For a proof see for instance Chapter 6, Theorem 3, in

Moise, Edwin E., Geometric topology in dimensions 2 and 3, Graduate Texts in Mathematics. 47. New York - Heidelberg - Berlin: Springer-Verlag. X, 262 p. DM 45.00; $ 19.80 (1977). ZBL0349.57001..

The homeomorphisms $f_n$ obviously restrict to quasiconformal maps of $G$. There are many ways to find a homeomorphism $f: D\to D$ which is not quasiconformal on $G$, you can even find one which is nowhere differentiable.

Edit. Since you asked: Suppose that $G$ is a triangulated polygonal domain in ${\mathbb C}$ and $f: G\to G'\subset {\mathbb C}$ is an orientation-preserving homeomorphism which is affine on each triangle in the triangulation. Then $f$ is quasiconformal.

The simplest way to prove this that I know is to use the analytical definition of quasiconformality. There are two things that you need to verify (and I leave the verification for you to work out):

a.

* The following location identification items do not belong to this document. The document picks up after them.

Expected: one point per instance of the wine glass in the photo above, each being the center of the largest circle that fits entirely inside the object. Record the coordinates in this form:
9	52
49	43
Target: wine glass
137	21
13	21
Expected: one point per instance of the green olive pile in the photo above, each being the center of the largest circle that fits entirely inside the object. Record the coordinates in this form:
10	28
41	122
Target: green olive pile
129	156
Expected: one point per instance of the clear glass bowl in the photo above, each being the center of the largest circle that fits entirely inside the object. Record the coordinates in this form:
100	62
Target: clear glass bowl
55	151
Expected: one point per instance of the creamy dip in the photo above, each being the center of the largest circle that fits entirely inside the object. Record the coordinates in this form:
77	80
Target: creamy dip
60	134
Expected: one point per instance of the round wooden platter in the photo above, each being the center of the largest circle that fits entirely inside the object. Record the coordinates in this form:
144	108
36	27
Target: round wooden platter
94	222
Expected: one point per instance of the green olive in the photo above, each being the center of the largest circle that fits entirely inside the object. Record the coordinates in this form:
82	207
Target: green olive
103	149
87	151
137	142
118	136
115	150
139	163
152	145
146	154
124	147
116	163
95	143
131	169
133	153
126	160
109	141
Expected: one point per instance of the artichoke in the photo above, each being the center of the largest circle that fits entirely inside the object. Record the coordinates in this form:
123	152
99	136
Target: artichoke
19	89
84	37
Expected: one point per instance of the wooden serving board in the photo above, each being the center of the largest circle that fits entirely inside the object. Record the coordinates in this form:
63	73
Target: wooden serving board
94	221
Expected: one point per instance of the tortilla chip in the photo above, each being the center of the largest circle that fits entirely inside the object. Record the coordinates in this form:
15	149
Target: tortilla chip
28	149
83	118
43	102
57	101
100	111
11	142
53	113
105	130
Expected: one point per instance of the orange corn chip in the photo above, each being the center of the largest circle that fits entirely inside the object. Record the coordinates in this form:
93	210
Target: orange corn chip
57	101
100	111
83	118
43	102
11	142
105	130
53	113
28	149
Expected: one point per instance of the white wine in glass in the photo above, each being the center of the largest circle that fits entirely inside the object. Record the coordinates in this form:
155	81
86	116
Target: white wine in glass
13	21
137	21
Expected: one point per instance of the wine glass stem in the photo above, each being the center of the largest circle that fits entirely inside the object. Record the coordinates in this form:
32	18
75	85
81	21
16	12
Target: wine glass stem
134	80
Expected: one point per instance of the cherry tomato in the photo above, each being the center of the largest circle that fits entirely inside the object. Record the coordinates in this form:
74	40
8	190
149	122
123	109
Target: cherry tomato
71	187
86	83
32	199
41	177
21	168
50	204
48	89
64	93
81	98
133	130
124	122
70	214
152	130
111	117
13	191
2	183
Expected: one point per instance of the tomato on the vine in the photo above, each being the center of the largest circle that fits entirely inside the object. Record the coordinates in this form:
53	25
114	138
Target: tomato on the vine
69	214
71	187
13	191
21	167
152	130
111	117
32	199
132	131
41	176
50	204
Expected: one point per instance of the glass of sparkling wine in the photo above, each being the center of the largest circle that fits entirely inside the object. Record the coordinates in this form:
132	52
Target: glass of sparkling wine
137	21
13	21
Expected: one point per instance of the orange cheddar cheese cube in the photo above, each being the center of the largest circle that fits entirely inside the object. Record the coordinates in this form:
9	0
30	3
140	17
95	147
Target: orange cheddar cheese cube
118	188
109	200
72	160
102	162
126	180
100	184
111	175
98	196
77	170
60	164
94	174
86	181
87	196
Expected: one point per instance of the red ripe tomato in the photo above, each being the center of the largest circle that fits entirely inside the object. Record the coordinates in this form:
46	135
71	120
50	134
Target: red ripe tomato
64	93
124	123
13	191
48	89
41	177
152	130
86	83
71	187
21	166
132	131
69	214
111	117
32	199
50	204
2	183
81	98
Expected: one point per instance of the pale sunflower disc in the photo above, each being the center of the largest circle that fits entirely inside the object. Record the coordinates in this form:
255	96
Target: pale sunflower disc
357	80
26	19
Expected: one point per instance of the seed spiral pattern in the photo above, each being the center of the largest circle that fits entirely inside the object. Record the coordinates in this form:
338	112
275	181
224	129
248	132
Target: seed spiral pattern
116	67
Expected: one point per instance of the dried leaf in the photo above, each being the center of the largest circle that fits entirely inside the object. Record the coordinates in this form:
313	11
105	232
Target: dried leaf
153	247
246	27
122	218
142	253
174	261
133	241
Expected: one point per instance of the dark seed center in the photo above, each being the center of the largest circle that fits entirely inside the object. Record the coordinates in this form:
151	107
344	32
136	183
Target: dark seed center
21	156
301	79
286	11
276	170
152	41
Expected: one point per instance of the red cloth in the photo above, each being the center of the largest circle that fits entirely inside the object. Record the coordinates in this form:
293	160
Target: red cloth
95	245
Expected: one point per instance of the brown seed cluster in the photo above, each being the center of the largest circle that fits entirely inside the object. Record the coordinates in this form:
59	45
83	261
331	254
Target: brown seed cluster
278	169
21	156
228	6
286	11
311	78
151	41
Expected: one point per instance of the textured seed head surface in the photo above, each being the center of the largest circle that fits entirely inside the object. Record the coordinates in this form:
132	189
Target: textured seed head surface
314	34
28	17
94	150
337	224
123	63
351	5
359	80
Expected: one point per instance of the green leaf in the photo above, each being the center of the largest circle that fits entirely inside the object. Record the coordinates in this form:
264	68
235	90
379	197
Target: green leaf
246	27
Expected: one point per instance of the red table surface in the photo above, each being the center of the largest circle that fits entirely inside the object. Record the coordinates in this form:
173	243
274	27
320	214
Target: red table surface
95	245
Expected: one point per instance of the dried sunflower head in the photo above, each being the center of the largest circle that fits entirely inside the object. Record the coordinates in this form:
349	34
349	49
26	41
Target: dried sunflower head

Each orientation-preserving affine map $h$ is quasiconformal: You prove this by verifying that its complex dilatation $$ \mu_h= \frac{h_{\bar{z}}}{h_z}$$ is constant and has sup-norm $<1$.

From this you conclude that a piecewise-affine map $f$ as above is differentiable almost everywhere in $G$ and satisfies the property that $$ ||\mu_f||_{L_\infty(G)}<1. $$

b. $f$ is absolutely continuous on every coordinate line in the plane. To prove this, you verify that each piecewise-continuous function of one real variable is absolutely continuous.

An alternative solution is to verify that $f$ is bi-Lipschitz and then conclude that $f$ is quasi-symmetric which then implies quasiconformality.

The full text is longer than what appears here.